0.10.4

CHANGES:

• hash: ensure alignment of data, fixes arm32 test cases (#143 @hannesm)
• drop sexplib and ppx_sexp_conv dependencies (#141 @hannesm)
• install LICENSE files of different opam packages
• require eqaf >= 0.8 to avoid bigarray-compat dependency (#139 by @hannesm)
• update to GH actions 2.1, fix windows action (#135 #139 @avsm @smorimoto)
• drop rresult dependency (#139 #141 by @hannesm @reynir)
• avoid deprecated Cstruct.len, use Cstruct.length instead (#134 by @hannesm)
• mirage-crypto-pk: adapt to mirage 4 (#141 @TheLortex @samoht)

v0.10.3

CHANGES:

• support for s390x (#129 by @edelsohn)
• mirage-crypto: add Hash.hmac_feed, analogous to Hash.feed (#130 by @reynir)
• use --std=c11 in C flags, as required by upcoming OCaml multicore (#133 by
  @hannesm, review by @Engil)
• update fiat-crypto generated code (now emitting inline attribute)
  (#132 by @hannesm)

v0.10.2

CHANGES:

• mirage-crypto-ec: dune C stubs compilation rules: explicitely declare the
  include directory instead of listing it as a flag, so that the dependency
  is correctly tracked (#122 by @TheLortex)
• mirage-crypto: compatibility with gcc11 (-Warray-parameters warning)
  (reported in #124 by @TheLortex, fixed in #125 by @hannesm)
• support for 64 bit RISC-V (#127 by @edwintorok)
• Fixed esy cross-compile CI (#126 by @EduardoRFS)

v0.10.1

CHANGES:

• mirage-crypto-ec: make inversion run in constant time (#121 by @dfaranha)

v0.10.0

CHANGES:

• mirage-crypto-rng on arm32 only use mrrc if in kernel mode, use mrc in user
  land mode, and clock_gettime as fallback (reported by @adams-1979 in #113,
  fix in #120 by @hannesm)
• mirage-crypto-ec: revise key generation API, and provide Dh.secret_of_cstruct
  for test vectors (and other scenarios where you need to decode an existing
  DH secret). Before, this was embedded into the generate function, which
  could diverged for some input (#119 @hannesm)

v0.9.2

CHANGES:

• mirage-crypto-ec: fix X25519 and Ed25519 if called with Cstruct.t whose
  offset is not equal to 0. Add unit tests to avoid the same issue in the
  future (#118 by @hannesm)

v0.9.1

CHANGES:

• mirage-crypto-ec: fix ECDSA verify if r or s are shorter than the modulus
  (#117 by @hannesm)
• Fixed esy cross-compile CI (#116 by @EduardoRFS)

v0.9.0

CHANGES:

• Elliptic curve support in the new package mirage-crypto-ec

  The arithmetic code is generated by
  fiat-crypto, a development in Coq
  which includes proofs of constant time behaviour. The generation can be
  reproduced (see ec/native/GNUmakefile).

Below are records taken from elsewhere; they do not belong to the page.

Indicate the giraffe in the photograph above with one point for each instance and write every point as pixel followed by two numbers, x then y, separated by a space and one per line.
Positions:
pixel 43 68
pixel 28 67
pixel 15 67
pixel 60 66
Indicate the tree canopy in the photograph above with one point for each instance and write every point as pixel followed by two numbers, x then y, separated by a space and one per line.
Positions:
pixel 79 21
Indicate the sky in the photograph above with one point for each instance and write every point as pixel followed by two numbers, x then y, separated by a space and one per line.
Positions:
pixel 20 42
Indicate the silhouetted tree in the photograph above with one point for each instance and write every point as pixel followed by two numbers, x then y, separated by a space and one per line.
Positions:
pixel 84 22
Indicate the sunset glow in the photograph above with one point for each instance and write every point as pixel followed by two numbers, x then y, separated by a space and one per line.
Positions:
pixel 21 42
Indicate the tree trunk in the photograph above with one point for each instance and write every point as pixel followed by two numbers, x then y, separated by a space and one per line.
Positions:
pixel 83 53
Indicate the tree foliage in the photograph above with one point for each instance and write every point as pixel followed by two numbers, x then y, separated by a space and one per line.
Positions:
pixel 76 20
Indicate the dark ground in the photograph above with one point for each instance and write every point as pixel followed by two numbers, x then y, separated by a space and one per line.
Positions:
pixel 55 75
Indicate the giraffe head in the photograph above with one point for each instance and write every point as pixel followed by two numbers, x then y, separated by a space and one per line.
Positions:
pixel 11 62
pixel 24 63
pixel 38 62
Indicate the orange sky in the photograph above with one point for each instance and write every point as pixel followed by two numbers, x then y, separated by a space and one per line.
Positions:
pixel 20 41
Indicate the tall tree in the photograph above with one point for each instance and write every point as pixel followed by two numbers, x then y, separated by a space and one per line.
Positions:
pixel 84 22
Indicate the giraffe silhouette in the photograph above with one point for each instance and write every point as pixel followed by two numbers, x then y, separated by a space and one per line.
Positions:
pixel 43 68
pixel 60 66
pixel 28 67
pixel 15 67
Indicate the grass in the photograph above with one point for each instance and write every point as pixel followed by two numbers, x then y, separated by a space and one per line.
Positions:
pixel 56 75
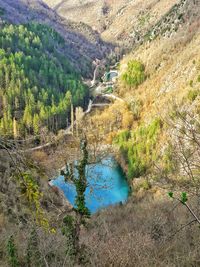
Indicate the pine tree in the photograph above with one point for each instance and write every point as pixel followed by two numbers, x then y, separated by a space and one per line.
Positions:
pixel 12 253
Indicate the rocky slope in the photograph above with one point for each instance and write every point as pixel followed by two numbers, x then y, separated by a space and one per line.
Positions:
pixel 124 21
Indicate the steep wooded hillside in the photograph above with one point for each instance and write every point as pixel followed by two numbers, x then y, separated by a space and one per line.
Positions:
pixel 83 44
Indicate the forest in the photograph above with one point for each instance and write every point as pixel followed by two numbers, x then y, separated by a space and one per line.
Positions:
pixel 37 82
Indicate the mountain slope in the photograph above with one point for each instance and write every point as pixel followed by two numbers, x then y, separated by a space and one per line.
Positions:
pixel 82 42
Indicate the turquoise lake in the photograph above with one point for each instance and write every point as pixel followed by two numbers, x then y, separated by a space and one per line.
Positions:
pixel 107 185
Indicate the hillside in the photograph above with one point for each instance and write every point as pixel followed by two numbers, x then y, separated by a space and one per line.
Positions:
pixel 81 41
pixel 123 21
pixel 152 129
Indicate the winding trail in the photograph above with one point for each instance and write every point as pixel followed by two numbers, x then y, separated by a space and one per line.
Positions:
pixel 97 93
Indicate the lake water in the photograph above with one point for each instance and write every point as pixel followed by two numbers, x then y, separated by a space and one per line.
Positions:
pixel 107 185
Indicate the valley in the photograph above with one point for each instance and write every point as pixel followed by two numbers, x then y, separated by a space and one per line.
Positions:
pixel 97 97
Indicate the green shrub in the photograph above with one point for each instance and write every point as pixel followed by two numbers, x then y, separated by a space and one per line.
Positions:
pixel 135 74
pixel 138 148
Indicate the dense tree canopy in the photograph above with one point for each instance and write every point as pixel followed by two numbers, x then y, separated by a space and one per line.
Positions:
pixel 37 82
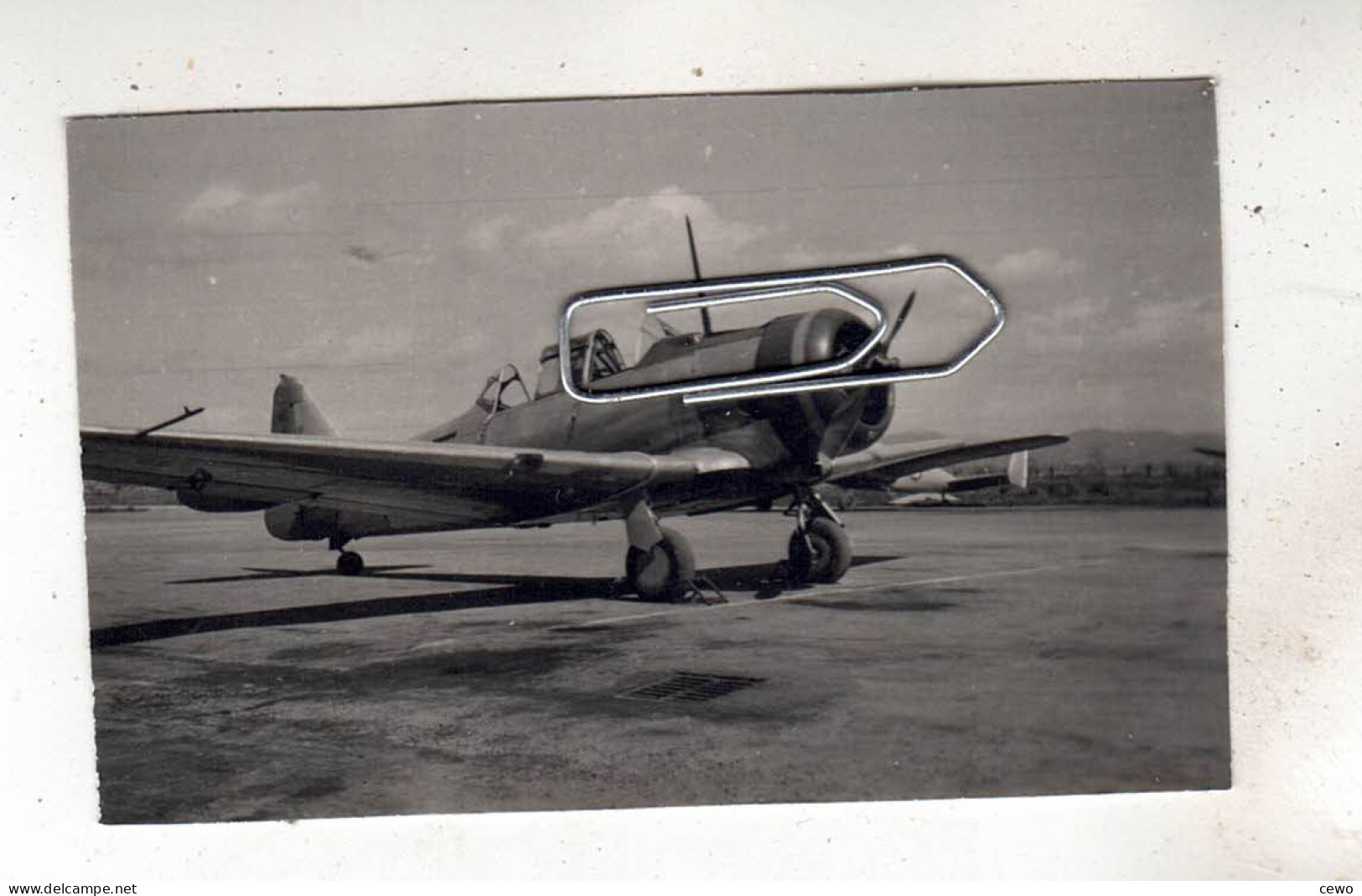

  The group operation implementations are taken from BoringSSL. The high-level
  mechanisms (signature DSA and key exchange ECDH) are implemented in OCaml.
  The ECDSA implementation (as our DSA one) uses a deterministic k (RFC 6979).

  The NIST curves P224 (SECP224R1), P256 (SECP256R1), P384 (SECP384R1), and
  P521 (SECP521R1) are supported (ECDH and ECDSA), in addition to Curve25519
  (X25519 and Ed25519).

  Performance of X25519 has been measured and is roughly the same as
  the hacl_x25519 and also the hacl opam package (see #107 for numbers).

  Tests vectors are from RFCs and wycheproof.

  Import mirage/fiat repository (@pascutto @emillon @NathanReb @hannesm #101)
  Check bounds of message (reported by @greg42, fixed by @hannesm #108)
  Remove blinding, since constant time arithmetics is used (@hannesm #106)
  Curve 25519 (X25519 & Ed25519) support (@hannesm #107 imported from BoringSSL)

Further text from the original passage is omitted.